O apego de Sócrates às suas convicções em detrimento do pensamento coletivo, mesmo diante da morte, marca o nascimento da filosofia, pois esta nunca é coletiva, apenas individual. Talvez o ato humano de maior coragem e consequência na história da humanidade – análogo ao ato sacrificial de Jesus Cristo para o nascimento do Cristianismo. Sócrates foi condenado à morte não pelos banais crimes a ele imputados, mas por ser voz dissonante do consenso coletivo. Uma prova de que a conduta moral brota do interior do indivíduo e não de um conjunto de normas exteriores.
O método investigativo socrático, que tanto antagonismo lhe trouxe, leva o interlocutor a estudar sua opinião, identificando seus próprios erros e encontrando a resposta correta (maiêutica – análogo a um parto) – a argumentação dialética que provoca a inteligência alheia a descobrir a verdade por si própria.
Platão insinua no diálogo Fedro e na Sétima Carta que determinados conceitos não são expressáveis em palavras (modelo cognitivo platônico – difere dos ensinamentos não escritos, ou agrapha dogmata). É frequente terminar seus diálogos num impasse cuja solução deveria ser intuída pela alma do leitor – como num relâmpago que ilumina a mente.
Em sua defesa Sócrates alega ter uma sabedoria meramente humana (“só sei que nada sei” – frase não encontrada no Sócrates de Platão ou Xenofonte) – o homem tem um limite de conhecimento e não deve pretender tudo saber, há que curvar-se diante dos grandes mistérios. E critica aqueles (políticos, artistas, artesões e sofistas) que acreditam saber mais do que sabem (inclui falácia de autoridade – argumentum magister dixit – principalmente no caso de artistas e artesões) ou fingem não saber o que sabem. A superioridade intelectual de Sócrates é ter consciência da limitação de seu conhecimento diante do conhecimento dos deuses.
Sócrates viveu para fazer transparecer a verdade para os atenienses, combater a ignorância, missão que considerava sagrada (fora indicado como o mais sábio dos homens através da Pítia em Delfos) – unidade das virtudes da piedade, justiça, coragem e sabedoria.
Após rebater todas as acusações, Sócrates afirma não ter medo de morrer por fazer o que é certo (educar o povo ateniense para a verdade), e que sua própria morte seria um prejuízo maior à cidade que para ele. O que conta não é a consequência dos seus atos, mas se os mesmos eram justos ou injustos, bons ou maus – em Górgias surgirá a sentença de que é preferível sofrer uma injustiça que praticar uma.
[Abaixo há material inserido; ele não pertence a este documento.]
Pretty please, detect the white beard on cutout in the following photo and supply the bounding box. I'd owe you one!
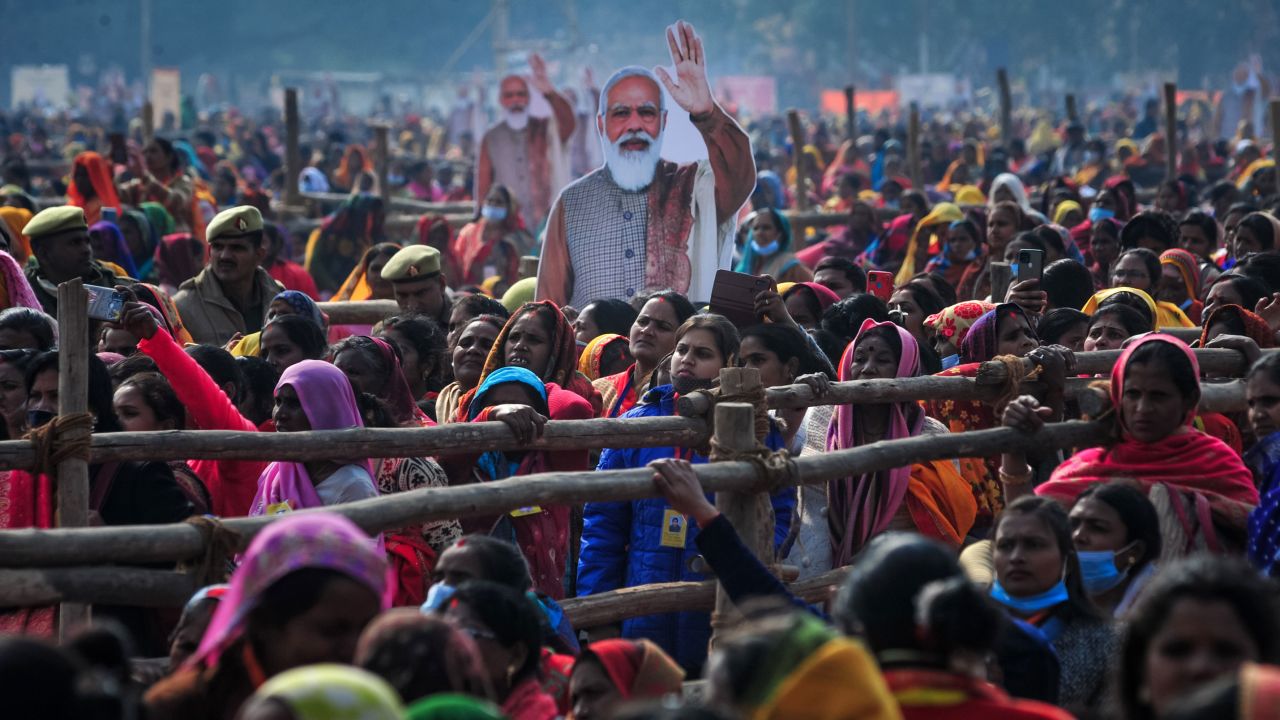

Ele não procura esquivar-se da morte propondo, por exemplo, o exílio, pois isso soaria como uma confissão de culpa (ao invés irrita o júri propondo que o enviassem ao Pritaneo). E isto seria uma renúncia de sua missão e da sua completude – estava em jogo a reafirmação da sua própria existência – a vitória na superação das tentações da vida. Para Sócrates, morte é a última e decisiva confirmação da vida – ele morre socraticamente, i.e. verdadeiramente humano no genuíno espírito da piedade.
E, finalmente, assim se despede de seus apoiadores “está na hora de nos irmos: eu, para morrer; vós, para viver. A quem tocou a melhor parte, é o que nenhum de nós pode saber, exceto a divindade.” Um homem que vive e morre como Sócrates tem em Deus suas raízes.
Notas
Platão (427-348 a.C.) nasceu em Atenas ou Egina.
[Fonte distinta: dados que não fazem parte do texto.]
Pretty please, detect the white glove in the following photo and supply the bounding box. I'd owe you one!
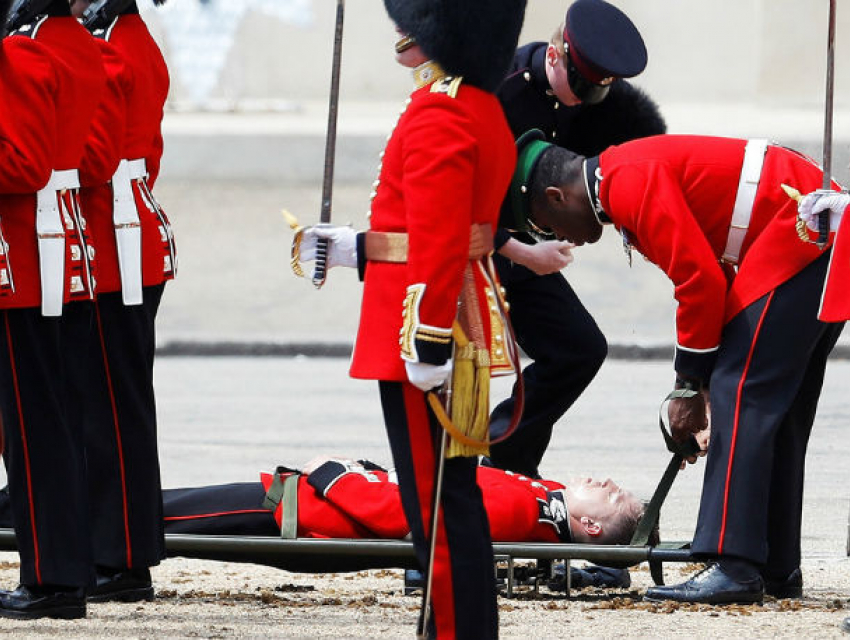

Filho de Ariston, descendente do rei Codro, e Perictíone, e de um irmão de Sólon do lado materno. Ainda na juventude, recebe o apelido de Platão (“largo”) por razões incertas, mas provavelmente ligadas ao seu tipo físico. Seu nome era Arístocles.
Aos 19 anos torna-se discípulo de Sócrates. Sua obra escrita nos chegou aparentemente completa (26 diálogos são considerados legítimos).
Segundo o matemático e filósofo Alfred North Whitehead (1861-1947), “A mais segura caracterização da tradição filosófica europeia é que esta se constitui de uma série de notas de rodapé a Platão.”
A autenticidade da autoria da Apologia de Sócrates não está em discussão. É obra da primeira fase de Platão – diálogos socráticos ou aporéticos.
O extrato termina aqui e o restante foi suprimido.